Starting from an obsession with collecting materials and their subsequent classification process, Julia Llerena has spent a decade building an archive of the everyday. In her studio-workshop, broken materials, orphaned pieces, waste, and discards from others are transformed into languages, given structures, or turned into new objects of the present. 'From the accumulation [of the past], memory is built and recollection is born,' says the artist. Likewise, the two bodies of work that inhabit the gallery space, ‘Reverberation of the verb’ and ‘Overflowing at the Center of the Night’, are echoes of the past, or pasts, that the artist re-materializes with a different form and texture.

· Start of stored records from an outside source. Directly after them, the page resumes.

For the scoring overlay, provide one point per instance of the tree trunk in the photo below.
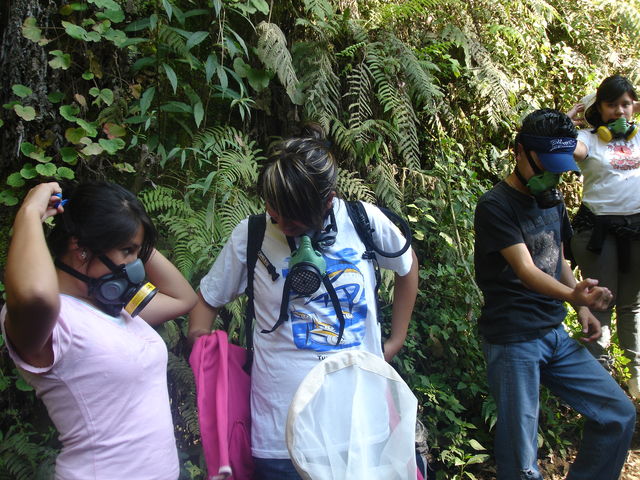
(23, 62)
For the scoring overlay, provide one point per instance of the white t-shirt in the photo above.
(106, 393)
(611, 175)
(283, 358)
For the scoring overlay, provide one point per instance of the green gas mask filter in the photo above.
(619, 128)
(543, 185)
(306, 268)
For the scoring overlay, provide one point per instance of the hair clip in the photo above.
(62, 201)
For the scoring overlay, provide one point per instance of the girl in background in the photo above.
(606, 241)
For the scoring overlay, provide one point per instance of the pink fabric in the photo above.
(106, 393)
(223, 389)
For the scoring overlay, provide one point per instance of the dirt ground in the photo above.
(557, 468)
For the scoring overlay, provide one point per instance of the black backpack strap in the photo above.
(360, 221)
(257, 227)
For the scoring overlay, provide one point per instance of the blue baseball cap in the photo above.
(555, 153)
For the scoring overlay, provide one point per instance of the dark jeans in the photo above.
(275, 469)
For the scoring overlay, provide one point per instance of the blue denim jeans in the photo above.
(515, 372)
(275, 469)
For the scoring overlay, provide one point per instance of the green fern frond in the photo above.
(386, 187)
(359, 95)
(352, 187)
(321, 9)
(274, 54)
(321, 87)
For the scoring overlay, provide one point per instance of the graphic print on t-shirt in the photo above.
(314, 322)
(623, 157)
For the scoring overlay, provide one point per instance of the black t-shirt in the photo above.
(506, 217)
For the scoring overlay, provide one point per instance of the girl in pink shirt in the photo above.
(74, 332)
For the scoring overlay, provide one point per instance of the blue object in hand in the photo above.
(62, 202)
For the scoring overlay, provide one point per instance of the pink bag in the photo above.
(224, 413)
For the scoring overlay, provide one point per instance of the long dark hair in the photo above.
(101, 216)
(610, 89)
(299, 177)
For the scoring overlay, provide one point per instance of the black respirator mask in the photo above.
(543, 185)
(307, 266)
(123, 288)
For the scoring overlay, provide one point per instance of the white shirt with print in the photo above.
(611, 175)
(283, 358)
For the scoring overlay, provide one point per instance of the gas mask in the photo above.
(543, 187)
(556, 156)
(123, 288)
(619, 128)
(306, 268)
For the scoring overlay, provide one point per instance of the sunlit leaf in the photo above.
(8, 198)
(69, 155)
(21, 91)
(111, 146)
(46, 169)
(69, 112)
(26, 113)
(30, 30)
(171, 75)
(60, 60)
(15, 180)
(65, 172)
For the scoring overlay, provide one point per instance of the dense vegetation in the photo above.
(179, 100)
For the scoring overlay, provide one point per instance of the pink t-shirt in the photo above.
(106, 393)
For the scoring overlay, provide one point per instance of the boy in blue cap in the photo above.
(521, 225)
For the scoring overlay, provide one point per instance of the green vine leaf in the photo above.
(196, 38)
(69, 155)
(145, 100)
(25, 113)
(69, 112)
(114, 130)
(106, 4)
(68, 9)
(55, 97)
(21, 90)
(46, 169)
(92, 149)
(74, 135)
(8, 198)
(198, 113)
(105, 95)
(88, 127)
(124, 167)
(111, 146)
(171, 76)
(113, 15)
(15, 180)
(118, 37)
(28, 171)
(60, 60)
(31, 31)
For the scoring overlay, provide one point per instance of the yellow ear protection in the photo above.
(619, 128)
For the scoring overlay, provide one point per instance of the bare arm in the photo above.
(404, 298)
(175, 296)
(584, 293)
(31, 281)
(201, 319)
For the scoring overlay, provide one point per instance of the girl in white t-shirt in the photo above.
(606, 242)
(298, 184)
(72, 328)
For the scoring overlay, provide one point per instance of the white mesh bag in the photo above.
(353, 418)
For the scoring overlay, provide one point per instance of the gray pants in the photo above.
(626, 295)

In Julia Llerena's practice, remnants from the past are tools at the service of words, serving transcription and the creation of poetic images. This exhibition borrows its title from a verse from the poem by the Uruguayan writer Ida Vitale, ‘Traducir’1. “Poetry carries the power of the word, a combination of words translates into a powerful image, provokes an emotion”, according to Llerena. With this conviction, the verses of Vitale, Maurice Blanchot, and Chantal Maillard populate the works exhibited in the space. Here, Julia Llerena strips words of their rationality and endows them with a physical dimension, with relief and folds, roughness, and shine.

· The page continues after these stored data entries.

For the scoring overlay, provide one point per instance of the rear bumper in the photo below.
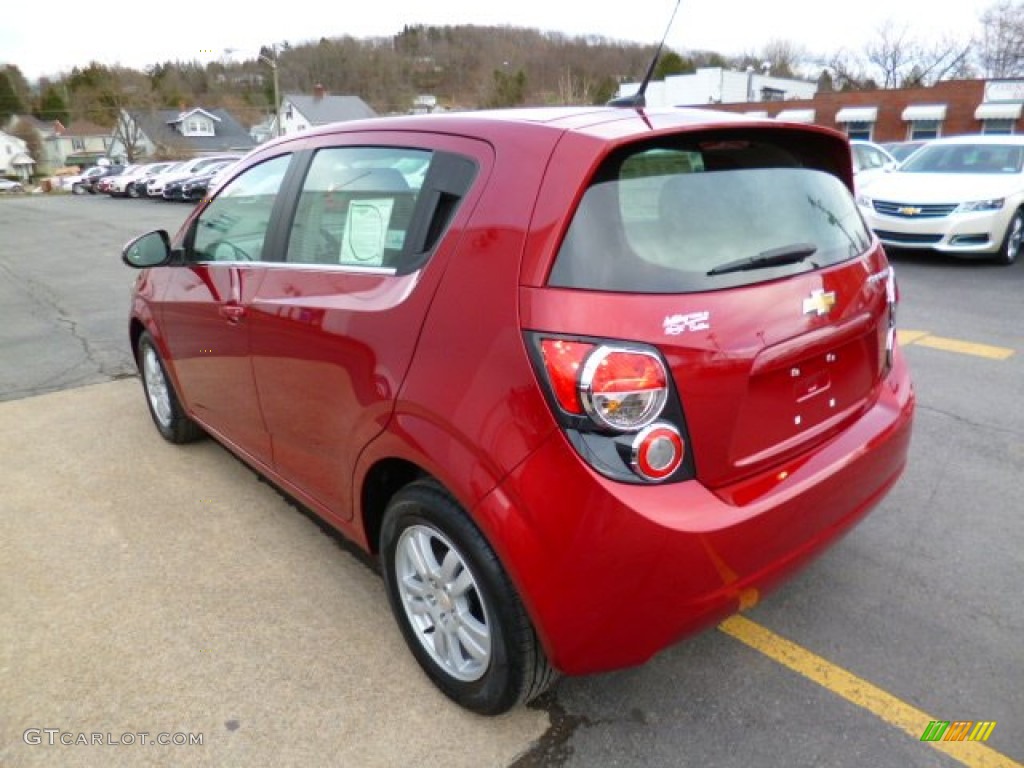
(612, 573)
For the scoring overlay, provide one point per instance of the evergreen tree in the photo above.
(52, 105)
(9, 102)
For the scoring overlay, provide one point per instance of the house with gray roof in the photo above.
(299, 112)
(178, 133)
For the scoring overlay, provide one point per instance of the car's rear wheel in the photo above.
(165, 408)
(1013, 241)
(458, 610)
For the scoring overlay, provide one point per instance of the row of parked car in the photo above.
(187, 180)
(962, 196)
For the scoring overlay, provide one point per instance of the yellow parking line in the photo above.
(860, 692)
(925, 339)
(908, 337)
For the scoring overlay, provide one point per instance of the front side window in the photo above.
(997, 126)
(679, 220)
(867, 158)
(233, 225)
(356, 206)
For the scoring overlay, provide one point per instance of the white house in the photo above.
(14, 160)
(182, 133)
(300, 112)
(714, 85)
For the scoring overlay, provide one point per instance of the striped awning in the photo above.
(999, 111)
(857, 115)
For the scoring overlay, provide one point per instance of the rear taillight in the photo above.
(623, 389)
(617, 406)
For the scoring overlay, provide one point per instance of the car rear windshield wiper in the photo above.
(791, 254)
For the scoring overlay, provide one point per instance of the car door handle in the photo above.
(232, 312)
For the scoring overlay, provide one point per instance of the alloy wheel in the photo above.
(442, 602)
(156, 387)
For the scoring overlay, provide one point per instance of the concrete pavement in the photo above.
(146, 588)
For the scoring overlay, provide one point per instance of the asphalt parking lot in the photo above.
(160, 590)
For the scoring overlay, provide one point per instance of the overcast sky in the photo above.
(53, 36)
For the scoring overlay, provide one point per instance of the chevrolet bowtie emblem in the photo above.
(819, 303)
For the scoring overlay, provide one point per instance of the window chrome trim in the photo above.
(351, 268)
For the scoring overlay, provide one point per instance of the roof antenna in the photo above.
(638, 100)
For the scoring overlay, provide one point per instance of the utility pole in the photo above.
(276, 89)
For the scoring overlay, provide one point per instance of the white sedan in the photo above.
(963, 196)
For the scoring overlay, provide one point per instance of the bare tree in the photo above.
(784, 57)
(894, 53)
(905, 62)
(1001, 43)
(128, 133)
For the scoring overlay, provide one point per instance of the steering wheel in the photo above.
(224, 250)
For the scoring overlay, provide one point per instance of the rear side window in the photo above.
(356, 206)
(668, 218)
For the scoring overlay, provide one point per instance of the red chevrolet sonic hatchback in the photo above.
(586, 381)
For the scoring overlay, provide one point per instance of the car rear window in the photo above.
(667, 218)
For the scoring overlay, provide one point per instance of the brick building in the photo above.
(946, 109)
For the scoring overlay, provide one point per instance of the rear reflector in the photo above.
(657, 452)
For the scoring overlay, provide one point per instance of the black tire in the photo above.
(165, 408)
(474, 599)
(1013, 241)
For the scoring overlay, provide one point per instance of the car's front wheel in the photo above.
(458, 610)
(165, 408)
(1013, 241)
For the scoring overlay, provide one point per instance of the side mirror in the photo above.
(152, 249)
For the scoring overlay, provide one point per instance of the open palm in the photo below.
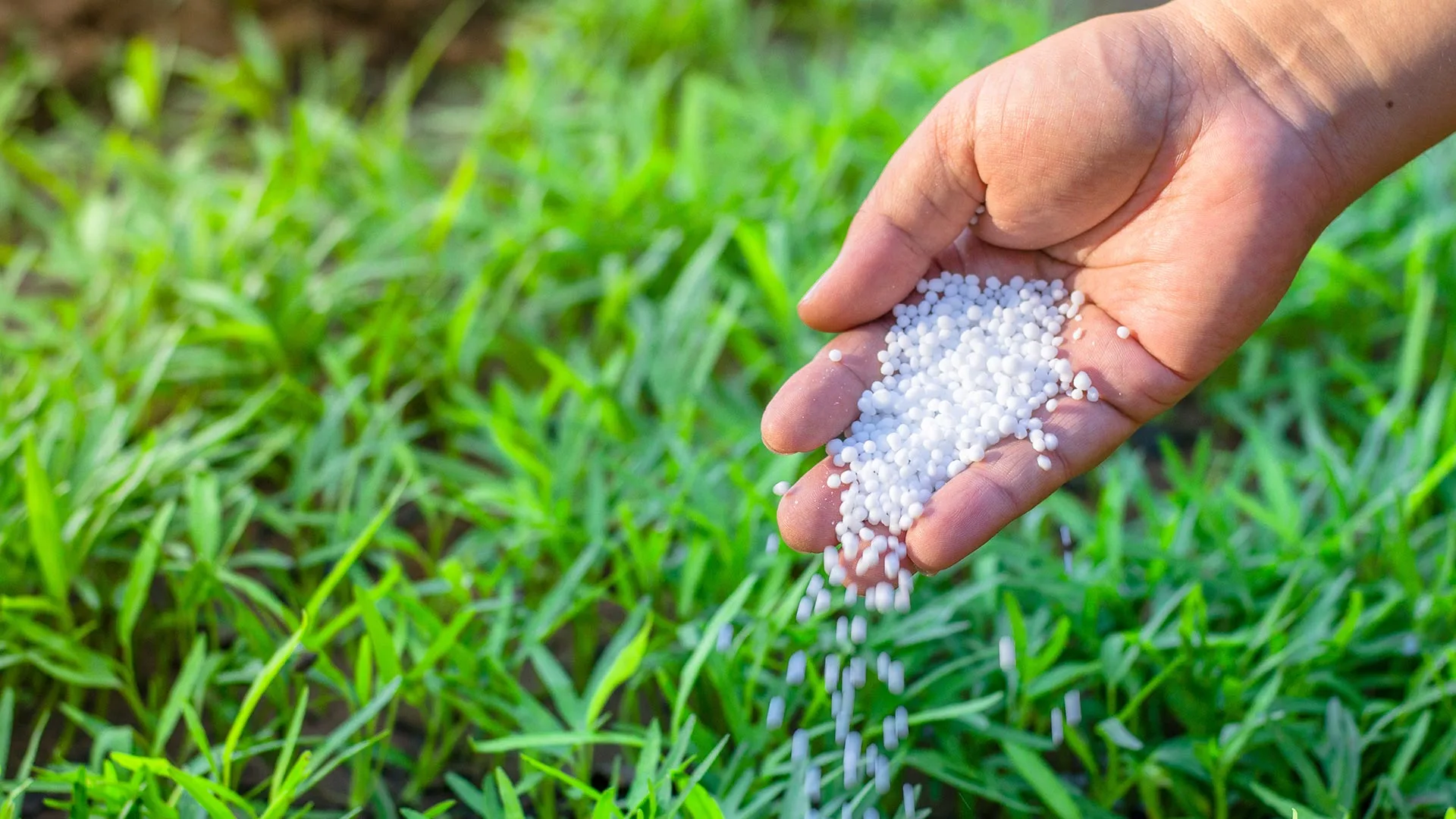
(1130, 156)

Dualities are a constant in Julia Llerena's practice, and as the visitor delves into the exhibition, they can discern between the perceived and the real. The black fabrics are not entirely black, the lightweight gauzes resemble the density of marble, and textiles are adorned with an array of chains, mirrors, jewelry crystals, or pieces of old chandeliers. The surface exists both in front and behind the work, fulfilling the dual function of canvas and wall. Here time folds back on itself, no longer linear: the past and the present occupy the same physical plane, that of the dual surface of the works.
According to Roland Barthes, text means fabric. A fabric behind which lies, more or less hidden, the meaning (the truth), and where we emphasize the generative idea that the text is produced, worked through a perpetual intertwining, in which the subject is lost and dissolves immersed in it2. The exhibition 'Overflowing at the Center of the Night' is the translation of a series of personal notes and experiences of the artist, a place where dreams, doubt, and fears are born. As is customary in Julia Llerena's practice, the message is free, not read, remembrance should be intuited and felt.
1 'Translate' by Ida Vitale, 'The Writing of the Disaster' by Maurice Blanchot, 'The Infinite Does Not Exist' (To Kill Plato), and 'The Wound in the Tongue' by Chantal Maillard.
2 Excerpt from a text by Raquel G. Ibáñez about Julia Llerena's practice (May 2021), referencing Roland Barthes (The Pleasure of the Text and Inaugural Lecture. 1973).